When the machine writes the summary
Richard Hahnloser, a professor of neuro-informatics at ETH Zurich, is developing artificial intelligence algorithms to make it easier to write scientific papers. “Writing is a very interesting task when it comes to sharing what you know. But it can be boring when you have to look for the right reference in the literature, download it, insert it in your reference software, annotate it... this slows down creative thinking. That’s my main motivation for this project”.
His team is developing a text editor that enables real-time bibliographic searches. In addition to the keywords employed in the usual tools, the prototype exploits extracts from the text written on the platform that the user selects.
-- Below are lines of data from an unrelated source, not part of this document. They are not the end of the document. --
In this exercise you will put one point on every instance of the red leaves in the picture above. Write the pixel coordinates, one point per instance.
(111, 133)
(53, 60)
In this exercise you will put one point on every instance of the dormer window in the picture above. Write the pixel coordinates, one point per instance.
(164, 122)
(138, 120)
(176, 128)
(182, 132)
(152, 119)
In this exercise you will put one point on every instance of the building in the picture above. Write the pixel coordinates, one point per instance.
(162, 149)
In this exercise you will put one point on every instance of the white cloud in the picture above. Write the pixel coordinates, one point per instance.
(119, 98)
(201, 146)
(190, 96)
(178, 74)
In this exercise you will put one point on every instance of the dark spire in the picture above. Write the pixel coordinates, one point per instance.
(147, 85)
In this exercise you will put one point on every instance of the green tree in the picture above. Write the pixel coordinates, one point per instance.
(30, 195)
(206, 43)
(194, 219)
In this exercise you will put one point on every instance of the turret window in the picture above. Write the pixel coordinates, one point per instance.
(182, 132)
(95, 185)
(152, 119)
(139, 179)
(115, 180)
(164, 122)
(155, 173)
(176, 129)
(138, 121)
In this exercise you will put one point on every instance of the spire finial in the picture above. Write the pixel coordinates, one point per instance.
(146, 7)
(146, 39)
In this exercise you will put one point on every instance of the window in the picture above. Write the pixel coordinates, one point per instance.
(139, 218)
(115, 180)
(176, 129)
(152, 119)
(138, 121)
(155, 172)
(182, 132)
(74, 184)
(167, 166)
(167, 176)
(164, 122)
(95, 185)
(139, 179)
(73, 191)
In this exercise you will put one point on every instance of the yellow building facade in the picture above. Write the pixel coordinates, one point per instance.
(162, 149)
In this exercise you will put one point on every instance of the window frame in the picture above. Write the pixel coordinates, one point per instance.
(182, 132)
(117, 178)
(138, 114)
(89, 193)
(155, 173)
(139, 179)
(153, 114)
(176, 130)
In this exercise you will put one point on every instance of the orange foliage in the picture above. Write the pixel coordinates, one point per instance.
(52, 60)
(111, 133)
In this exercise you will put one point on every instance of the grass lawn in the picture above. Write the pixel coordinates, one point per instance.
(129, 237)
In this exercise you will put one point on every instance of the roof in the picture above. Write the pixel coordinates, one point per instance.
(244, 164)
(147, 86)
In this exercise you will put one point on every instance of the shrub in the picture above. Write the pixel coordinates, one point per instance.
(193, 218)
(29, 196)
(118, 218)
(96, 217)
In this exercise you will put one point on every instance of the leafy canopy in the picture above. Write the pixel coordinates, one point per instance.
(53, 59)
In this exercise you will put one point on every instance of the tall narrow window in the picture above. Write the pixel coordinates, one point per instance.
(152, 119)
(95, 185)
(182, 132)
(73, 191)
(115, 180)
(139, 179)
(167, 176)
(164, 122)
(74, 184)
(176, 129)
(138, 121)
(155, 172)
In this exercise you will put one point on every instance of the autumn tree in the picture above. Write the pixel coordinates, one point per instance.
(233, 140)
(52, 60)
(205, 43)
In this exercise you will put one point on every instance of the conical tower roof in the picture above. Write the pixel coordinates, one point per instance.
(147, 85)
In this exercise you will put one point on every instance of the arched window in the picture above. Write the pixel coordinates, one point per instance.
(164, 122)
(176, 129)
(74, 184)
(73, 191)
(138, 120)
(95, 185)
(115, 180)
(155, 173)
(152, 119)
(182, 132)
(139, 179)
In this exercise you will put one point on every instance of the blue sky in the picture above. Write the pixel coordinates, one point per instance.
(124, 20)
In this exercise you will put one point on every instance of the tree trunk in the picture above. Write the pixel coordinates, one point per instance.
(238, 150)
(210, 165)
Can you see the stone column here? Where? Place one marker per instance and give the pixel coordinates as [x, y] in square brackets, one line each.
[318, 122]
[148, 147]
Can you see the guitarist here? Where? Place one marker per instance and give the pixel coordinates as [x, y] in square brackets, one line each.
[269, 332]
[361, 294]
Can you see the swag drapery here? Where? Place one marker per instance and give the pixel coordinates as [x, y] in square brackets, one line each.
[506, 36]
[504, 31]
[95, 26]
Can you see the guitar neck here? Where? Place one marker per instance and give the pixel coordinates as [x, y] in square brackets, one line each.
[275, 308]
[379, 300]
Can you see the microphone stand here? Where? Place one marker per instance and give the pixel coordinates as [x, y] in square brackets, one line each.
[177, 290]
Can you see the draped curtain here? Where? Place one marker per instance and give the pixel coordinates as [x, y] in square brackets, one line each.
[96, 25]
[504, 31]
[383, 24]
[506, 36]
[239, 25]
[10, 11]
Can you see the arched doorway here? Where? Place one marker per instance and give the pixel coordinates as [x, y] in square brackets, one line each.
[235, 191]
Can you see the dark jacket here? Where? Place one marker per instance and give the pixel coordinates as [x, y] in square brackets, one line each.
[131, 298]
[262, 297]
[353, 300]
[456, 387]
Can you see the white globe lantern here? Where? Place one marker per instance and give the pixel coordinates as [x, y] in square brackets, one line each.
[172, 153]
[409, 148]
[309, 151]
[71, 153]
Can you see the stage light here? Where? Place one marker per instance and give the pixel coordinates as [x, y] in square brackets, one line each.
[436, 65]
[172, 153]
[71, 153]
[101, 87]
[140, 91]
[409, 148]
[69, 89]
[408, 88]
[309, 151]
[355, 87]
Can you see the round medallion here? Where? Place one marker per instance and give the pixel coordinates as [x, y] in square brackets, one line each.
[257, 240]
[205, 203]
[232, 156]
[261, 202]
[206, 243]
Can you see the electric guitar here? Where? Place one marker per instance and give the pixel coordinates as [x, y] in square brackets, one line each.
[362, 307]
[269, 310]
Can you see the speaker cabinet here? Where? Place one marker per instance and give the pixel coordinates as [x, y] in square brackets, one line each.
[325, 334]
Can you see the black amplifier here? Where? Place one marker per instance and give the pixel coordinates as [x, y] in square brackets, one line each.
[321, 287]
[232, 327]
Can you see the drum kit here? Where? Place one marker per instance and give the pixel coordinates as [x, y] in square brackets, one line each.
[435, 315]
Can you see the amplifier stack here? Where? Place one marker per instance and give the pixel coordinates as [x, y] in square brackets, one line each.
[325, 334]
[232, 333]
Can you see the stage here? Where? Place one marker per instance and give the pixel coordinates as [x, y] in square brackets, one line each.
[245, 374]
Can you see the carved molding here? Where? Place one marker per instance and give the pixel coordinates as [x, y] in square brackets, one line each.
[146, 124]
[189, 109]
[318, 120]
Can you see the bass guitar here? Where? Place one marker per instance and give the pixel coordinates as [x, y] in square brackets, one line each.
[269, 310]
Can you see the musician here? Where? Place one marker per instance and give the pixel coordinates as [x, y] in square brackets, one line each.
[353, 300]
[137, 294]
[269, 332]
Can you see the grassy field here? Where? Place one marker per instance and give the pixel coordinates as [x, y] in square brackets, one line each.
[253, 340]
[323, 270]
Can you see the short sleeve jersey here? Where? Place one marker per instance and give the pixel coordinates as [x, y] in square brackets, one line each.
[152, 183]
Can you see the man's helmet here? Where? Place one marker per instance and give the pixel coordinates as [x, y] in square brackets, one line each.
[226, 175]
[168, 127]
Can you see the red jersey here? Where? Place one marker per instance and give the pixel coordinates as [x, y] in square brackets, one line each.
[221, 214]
The algorithm then ranks the articles identified in the literature according to their degree of semantic similarity with the selected passage – an approach that differs from the usual engines, which are based on the number of occurrences of keywords.
“You can quickly identify the right references without having to play with different combinations of keywords”, Hahnloser says. “This is useful when writing the introduction to an article – a section containing many, many references to previous work – or when writing a research plan in a new and unfamiliar field and needing to identify relevant studies”. To perform the semantic comparison, the prototype uses a language model – similar to the well-known GPT-3 – that summarises any text into a vector characterised by 256 parameters; the distance between two vectors signals how closely the meanings of the two texts are related.
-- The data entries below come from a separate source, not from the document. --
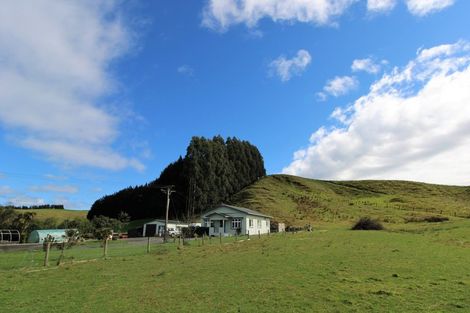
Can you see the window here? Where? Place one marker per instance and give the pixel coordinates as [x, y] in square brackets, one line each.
[236, 223]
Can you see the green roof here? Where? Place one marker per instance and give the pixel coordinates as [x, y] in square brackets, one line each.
[245, 210]
[38, 236]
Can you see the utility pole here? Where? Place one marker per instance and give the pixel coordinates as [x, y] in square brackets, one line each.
[168, 190]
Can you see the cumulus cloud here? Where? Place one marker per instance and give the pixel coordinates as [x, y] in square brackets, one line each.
[5, 190]
[338, 86]
[221, 14]
[422, 8]
[414, 124]
[55, 188]
[24, 200]
[366, 65]
[185, 70]
[286, 68]
[55, 61]
[380, 6]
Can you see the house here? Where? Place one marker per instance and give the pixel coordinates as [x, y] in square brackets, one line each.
[229, 220]
[157, 227]
[38, 236]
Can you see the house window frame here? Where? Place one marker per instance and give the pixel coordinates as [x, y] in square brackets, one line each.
[237, 223]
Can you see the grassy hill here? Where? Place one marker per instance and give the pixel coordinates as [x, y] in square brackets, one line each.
[58, 215]
[332, 269]
[298, 201]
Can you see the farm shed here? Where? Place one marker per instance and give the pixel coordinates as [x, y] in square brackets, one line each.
[227, 220]
[157, 227]
[38, 236]
[9, 236]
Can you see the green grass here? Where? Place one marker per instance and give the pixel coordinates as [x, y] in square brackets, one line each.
[407, 268]
[299, 201]
[58, 215]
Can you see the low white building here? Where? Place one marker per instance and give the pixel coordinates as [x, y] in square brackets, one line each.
[228, 220]
[157, 227]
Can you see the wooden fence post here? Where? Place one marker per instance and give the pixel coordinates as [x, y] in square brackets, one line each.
[46, 258]
[105, 252]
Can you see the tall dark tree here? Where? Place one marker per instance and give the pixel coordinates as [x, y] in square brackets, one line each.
[211, 172]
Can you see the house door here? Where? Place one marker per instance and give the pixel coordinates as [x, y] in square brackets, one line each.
[150, 230]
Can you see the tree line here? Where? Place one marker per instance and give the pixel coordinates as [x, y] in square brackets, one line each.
[210, 173]
[34, 207]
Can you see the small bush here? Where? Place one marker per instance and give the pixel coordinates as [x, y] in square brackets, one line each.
[366, 223]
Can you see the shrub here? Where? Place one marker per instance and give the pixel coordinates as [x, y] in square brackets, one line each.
[366, 223]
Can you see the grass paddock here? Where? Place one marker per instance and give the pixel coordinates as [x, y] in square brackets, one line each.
[406, 268]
His team is also developing algorithms that summarise scientific articles. These will enable researchers to trawl through the literature without having to read whole articles. “The abstracts written by the authors are sometimes more about convincing their colleagues to read the article rather than summarising its content in a clear, understandable and honest way. Our automated abstracts are generally accurate and informative. In fact, we tested our algorithm on the article that explained how it works: I found the result better than the one I had written myself. I realised, but a little too late, that we could have actually used our automated summary in the published version!”